The problem
In Boost 1.50, I introduced the Boost.Algorithm library.
In it, I included a pair of variations of std::copy
, called copy_while
and copy_until
. I’m pretty sure that you can figure out what they do from the names. In fact, I mentioned boost::copy_while
in as an answer to a question on Stack Overflow
Here’s the implementation of boost::copy_while
:
template<typename InputIterator, typename OutputIterator, typename Predicate>
OutputIterator copy_while ( InputIterator first, InputIterator last,
OutputIterator result, Predicate p )
{
for ( ; first != last && p(*first); ++first )
*result++ = *first;
return result;
}
This matches the definition of std::copy_if
and std::copy_n
in the C++11 standard.
However, Sean Parent has convinced me that I got the interface wrong. He says, and I (now) agree that I have to return the modified input iterator as well. The problem is that if you use copy_while
to process part of a sequence, how do you know where to pick up the processing from? If you are using real, actual input iterators, then you’re fine, because then you can just pick up with the input iterator that you passed to copy_while
. But if you are processing a std::list<T>
, for example, then probably want to know which was the first element that was not copied.
I know, this all seems obvious – now.
But I didn’t think of it at the time. I should have. I remember going to a talk by Alex Stepanov several years ago, and he said that when writing the STL, one of his guiding principles was “Don’t throw away information”. Here, we are throwing away the position in the source list.
Not that it makes me feel better, but the C++ standards committee made the same mistake with std::copy_n
.
So, how do we fix it?
There’s the “don’t break existing code” school of thought
template<typename InputIterator, typename OutputIterator, typename Predicate>
OutputIterator copy_while ( InputIterator first, InputIterator last,
OutputIterator result, Predicate p, InputIterator *pos = NULL )
{
for ( ; first != last && p(*first); ++first )
*result++ = *first;
if ( pos != NULL )
*pos = first;
return result;
}
Advantages:
- Calling code does not have to change
- Callers who want the position from the input list can get it by passing the address of an iterator (in the second case)
Disadvantages:
- It’s ugly. The code used to be written in a functional style; all the parameters are input-only, and all the results are in the function return. That’s a powerful argument for me, and the fact that this function is all about side-effects (modifying the things that the iterators ‘point to’) only diminishes the argument somewhat.
- It reduces our options in the future. A default argument has to be at the end of the parameter list.
How about we just “Make it right”, and screw the callers?

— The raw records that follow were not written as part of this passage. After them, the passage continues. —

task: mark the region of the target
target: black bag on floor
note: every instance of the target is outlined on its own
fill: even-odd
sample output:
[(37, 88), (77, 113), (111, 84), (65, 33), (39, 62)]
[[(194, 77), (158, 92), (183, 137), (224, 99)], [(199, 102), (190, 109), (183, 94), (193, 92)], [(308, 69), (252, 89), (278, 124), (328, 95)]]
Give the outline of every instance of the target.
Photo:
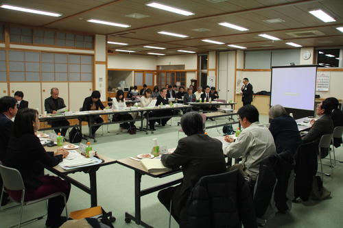
[(81, 142), (82, 140), (82, 134), (80, 128), (74, 127), (69, 132), (69, 142), (71, 143)]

template<typename InputIterator, typename OutputIterator, typename Predicate>
std::pair<InputIterator, OutputIterator>
copy_while ( InputIterator first, InputIterator last,
OutputIterator result, Predicate p )
{
for ( ; first != last && p(*first); ++first )
*result++ = *first;
return std::make_pair(first, result);
}
Advantages:
- Matches the “style” of the STL. Parameters are inputs, results are outputs.
- No hidden default arguments.
- The change is visible at compile time; there will be no “silent failures”.
Disadvantages:
- Calling code may have to change
- There are two scenarios to consider.
(void) copy_while (first, last, out, pred);
out2 = copy_while (first, last, out, pred);
In the first case, nothing has to change. The return value is not being used, so changing its type means nothing. In the second case, however, the calling site must be modified. Fortunately, the change is simple:
out2 = copy_while (first, last, out, pred).second;
or:
std::tie(std::ignore,out2) = copy_while (first, last, out, pred);
Can we “Make it right” and don’t screw the callers?
On the boost mailing list, Sebastian Redl suggested using what he called a “biased_pair” type, which works like a std::pair
(and is convertible to a std::pair
), but also includes an implicit conversion (chosen at compile time) to either the first element of the pair or the second. For copy_while
, the conversion would be to OutputIterator
(the second element).
[ Added 03-03: Motti Lanzkron notes in the comments that this won’t work with auto
anyway. ]
Advantages:
- Calling code does not have to change
- The code is still written in a style that appeals to me; there’s no mixing of inputs and outputs in the parameter list.
Disadvantages:
- That’s a lot of infrastructure to build.
std::pair
is a distressingly complicated class. If Sebastian’s “biased_pair” was already in boost, I probably would have used it; but I didn’t want to write two classes and a bunch of boilerplate code. The cost, from my point of view, outweighed the benefit (not having to change calling code)
Conclusion
After some discussion on the boost list, I went with option #2 (break the callers). We’ll see how this works out.